Notre Père qui es dans les Cieux
« Vous n'avez qu'un seul père, 
Celui qui est dans les Cieux. »
(Matth., XXIII, 9).


     Lorsque fut venue la plénitude des temps, le Fils de Dieu s'est manifesté aux hommes en prenant une chair humaine ; et, devenu semblable à l'un quelconque d'entre nous, il s'est fait notre frère par le sang et par la race. Celui, dit Saint Jean, qui était dès le commencement dans le sein de son Père, le Verbe de vie, « nous l'avons entendu, nous l'avons vu de nos yeux, nous l'avons touché de nos mains, nous lui rendons témoignage... et nous vous l'annonçons, afin que, vous aussi, vous soyez en communion avec nous. » (I. Jean, I , 1-4).

     Puis, son oeuvre accomplie, Celui qui est descendu du Ciel est remonté vers son Père ; mais, avant de les quitter, il avait promis à ses fidèles qu'il leur enverrait le Consolateur, l'Esprit qui procède du Père et qui enseigne toute vérité. Le jour de la Pentecôte étant arrivé, l'Esprit-Saint remplit les apôtres de la sagesse d'En-Haut et du feu de la Charité, et depuis ce jour son assistance est assurée à tout homme qui croit que Jésus est le Fils de Dieu venu dans la chair.

     Dans le Christ-Jésus le Verbe, seconde Personne de la Trinité, s'était rendu visible aux hommes dans la grâce des charismes et des dons le Saint-Esprit, troisième Personne de la Trinité, avait révélé sa présence par des signes sensibles. Seul, le Père, première Personne de la Trinité, semblait demeurer lointain et inaccessible.

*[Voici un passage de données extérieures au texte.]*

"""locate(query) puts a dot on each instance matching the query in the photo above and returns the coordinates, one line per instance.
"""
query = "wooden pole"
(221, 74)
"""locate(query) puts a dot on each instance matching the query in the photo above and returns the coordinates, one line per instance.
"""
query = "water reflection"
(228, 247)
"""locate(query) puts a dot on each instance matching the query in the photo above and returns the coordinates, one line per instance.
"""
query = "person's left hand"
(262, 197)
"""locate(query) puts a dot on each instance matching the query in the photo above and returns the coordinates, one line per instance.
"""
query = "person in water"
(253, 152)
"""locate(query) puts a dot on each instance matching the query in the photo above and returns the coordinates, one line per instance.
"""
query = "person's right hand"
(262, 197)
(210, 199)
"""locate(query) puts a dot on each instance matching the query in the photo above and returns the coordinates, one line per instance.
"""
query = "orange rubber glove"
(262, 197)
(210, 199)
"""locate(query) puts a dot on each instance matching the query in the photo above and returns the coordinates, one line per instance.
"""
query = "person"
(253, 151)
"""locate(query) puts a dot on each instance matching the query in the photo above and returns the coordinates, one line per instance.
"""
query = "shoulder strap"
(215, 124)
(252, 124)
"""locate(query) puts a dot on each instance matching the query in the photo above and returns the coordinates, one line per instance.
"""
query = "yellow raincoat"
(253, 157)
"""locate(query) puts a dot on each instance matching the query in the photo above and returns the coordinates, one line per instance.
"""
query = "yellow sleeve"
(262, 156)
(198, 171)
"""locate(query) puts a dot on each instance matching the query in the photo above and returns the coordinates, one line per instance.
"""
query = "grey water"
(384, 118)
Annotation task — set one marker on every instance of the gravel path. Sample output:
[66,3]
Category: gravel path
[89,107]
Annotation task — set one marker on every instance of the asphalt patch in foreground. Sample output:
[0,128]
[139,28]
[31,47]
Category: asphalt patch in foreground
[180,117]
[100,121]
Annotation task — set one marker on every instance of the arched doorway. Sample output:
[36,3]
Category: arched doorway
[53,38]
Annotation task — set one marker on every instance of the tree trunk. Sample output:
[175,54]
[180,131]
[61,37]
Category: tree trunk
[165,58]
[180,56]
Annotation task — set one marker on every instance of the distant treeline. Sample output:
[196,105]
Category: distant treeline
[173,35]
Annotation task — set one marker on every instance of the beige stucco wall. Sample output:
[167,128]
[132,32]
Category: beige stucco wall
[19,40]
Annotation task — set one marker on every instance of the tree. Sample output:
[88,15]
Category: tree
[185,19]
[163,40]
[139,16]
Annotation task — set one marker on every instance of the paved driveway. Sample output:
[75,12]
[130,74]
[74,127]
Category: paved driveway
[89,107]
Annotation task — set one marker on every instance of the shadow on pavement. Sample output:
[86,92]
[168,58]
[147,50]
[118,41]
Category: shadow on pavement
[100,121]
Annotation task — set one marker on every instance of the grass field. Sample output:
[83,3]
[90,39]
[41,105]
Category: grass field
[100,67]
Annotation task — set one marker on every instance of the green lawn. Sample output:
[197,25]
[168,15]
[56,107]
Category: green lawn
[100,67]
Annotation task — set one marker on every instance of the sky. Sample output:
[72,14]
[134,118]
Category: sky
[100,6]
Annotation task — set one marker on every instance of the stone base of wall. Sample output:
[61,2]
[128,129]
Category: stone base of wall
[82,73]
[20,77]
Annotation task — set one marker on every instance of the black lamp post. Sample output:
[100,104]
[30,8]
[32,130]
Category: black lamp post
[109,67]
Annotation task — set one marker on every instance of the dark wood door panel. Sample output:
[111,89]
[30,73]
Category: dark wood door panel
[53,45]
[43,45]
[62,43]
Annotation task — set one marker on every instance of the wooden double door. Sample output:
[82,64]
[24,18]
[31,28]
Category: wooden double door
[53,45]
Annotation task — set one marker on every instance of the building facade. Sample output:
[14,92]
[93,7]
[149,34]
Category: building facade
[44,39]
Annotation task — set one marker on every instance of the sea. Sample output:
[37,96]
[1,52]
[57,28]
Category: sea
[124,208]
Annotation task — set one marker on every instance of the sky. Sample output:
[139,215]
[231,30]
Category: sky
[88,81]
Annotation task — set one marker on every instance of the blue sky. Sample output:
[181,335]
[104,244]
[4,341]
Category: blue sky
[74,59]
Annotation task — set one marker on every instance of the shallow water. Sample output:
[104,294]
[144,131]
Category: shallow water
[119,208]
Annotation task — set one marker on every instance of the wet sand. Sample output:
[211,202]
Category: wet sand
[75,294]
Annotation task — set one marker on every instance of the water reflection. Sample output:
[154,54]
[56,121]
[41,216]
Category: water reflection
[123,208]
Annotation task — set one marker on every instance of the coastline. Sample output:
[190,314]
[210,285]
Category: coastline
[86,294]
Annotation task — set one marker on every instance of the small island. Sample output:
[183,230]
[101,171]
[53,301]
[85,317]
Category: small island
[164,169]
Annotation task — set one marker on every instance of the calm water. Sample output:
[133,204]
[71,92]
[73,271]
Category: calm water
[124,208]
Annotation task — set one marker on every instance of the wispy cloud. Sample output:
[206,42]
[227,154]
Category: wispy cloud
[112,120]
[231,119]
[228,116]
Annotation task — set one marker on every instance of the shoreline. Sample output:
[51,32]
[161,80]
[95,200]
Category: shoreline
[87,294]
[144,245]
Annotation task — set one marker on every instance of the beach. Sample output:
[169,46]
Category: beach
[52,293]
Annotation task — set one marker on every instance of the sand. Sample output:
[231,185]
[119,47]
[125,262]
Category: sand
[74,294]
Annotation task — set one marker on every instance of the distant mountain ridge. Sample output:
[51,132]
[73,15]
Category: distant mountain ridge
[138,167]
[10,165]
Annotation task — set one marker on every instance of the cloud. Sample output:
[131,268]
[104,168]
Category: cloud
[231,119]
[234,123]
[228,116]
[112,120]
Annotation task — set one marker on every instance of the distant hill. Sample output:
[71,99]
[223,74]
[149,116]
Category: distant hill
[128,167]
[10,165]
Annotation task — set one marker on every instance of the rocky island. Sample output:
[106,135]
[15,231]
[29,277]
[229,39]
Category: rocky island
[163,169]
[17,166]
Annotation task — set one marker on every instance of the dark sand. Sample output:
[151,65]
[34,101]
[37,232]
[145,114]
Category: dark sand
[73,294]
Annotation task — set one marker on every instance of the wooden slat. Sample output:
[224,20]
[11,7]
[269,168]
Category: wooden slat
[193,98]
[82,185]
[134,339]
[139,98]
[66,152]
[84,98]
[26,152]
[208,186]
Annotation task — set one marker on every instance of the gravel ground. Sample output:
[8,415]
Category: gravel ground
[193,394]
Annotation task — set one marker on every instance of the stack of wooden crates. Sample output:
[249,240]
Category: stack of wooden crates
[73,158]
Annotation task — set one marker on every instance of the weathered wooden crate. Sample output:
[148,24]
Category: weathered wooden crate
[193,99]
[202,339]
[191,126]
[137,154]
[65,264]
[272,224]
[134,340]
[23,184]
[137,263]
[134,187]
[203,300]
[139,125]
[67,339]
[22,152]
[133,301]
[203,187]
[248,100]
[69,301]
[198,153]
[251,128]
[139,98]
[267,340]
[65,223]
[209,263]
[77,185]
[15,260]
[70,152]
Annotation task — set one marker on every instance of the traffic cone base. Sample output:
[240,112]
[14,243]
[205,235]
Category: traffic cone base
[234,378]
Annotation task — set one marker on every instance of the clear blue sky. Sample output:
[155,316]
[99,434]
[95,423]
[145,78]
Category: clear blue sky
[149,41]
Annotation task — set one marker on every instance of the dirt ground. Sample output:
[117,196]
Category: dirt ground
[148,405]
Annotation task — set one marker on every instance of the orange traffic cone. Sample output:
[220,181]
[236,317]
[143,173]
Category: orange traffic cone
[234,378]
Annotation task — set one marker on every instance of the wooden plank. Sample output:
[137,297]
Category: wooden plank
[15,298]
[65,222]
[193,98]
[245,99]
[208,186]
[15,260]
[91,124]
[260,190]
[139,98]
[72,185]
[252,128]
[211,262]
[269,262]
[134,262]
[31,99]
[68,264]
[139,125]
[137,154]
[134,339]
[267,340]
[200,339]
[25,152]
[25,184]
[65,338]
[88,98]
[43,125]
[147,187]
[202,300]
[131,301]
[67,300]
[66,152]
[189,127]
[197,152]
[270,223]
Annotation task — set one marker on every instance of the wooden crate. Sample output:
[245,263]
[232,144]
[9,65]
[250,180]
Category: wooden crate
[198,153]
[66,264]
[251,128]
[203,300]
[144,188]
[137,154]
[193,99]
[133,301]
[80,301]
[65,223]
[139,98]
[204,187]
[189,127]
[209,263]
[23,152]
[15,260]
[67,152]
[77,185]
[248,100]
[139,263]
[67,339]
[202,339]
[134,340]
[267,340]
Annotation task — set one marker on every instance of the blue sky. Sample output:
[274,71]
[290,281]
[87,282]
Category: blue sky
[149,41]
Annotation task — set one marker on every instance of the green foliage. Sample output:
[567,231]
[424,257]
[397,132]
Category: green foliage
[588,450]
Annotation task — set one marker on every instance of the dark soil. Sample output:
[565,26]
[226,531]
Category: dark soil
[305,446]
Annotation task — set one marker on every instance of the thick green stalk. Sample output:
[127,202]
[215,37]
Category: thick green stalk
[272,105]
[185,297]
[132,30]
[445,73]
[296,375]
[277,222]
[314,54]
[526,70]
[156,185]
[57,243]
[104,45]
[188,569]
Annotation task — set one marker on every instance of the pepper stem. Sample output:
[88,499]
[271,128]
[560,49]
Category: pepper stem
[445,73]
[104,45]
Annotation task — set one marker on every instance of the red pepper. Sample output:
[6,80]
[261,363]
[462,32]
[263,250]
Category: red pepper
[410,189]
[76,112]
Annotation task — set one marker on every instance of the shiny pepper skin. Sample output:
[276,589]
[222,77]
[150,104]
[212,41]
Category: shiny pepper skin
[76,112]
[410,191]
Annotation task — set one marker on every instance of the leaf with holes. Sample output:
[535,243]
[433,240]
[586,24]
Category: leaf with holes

Est-ce à dire que ses créatures lui fussent indifférentes et qu'il s'obstinât à rester caché dans le mystère de sa gloire ineffable ? « Le Père lui-même vous aime, répond Jésus, parce que vous m'avez aimé et que vous avez cru que je suis sorti de Dieu. » (Jean, XVI, 27). Et comment nous manifeste-t-il son amour ? en demeurant en nous : « Si quelqu'un m'aime, continue le Sauveur, il gardera ma parole et mon Père l'aimera et nous viendrons à lui et nous ferons chez lui notre demeure. » (Jean, XIV, 23).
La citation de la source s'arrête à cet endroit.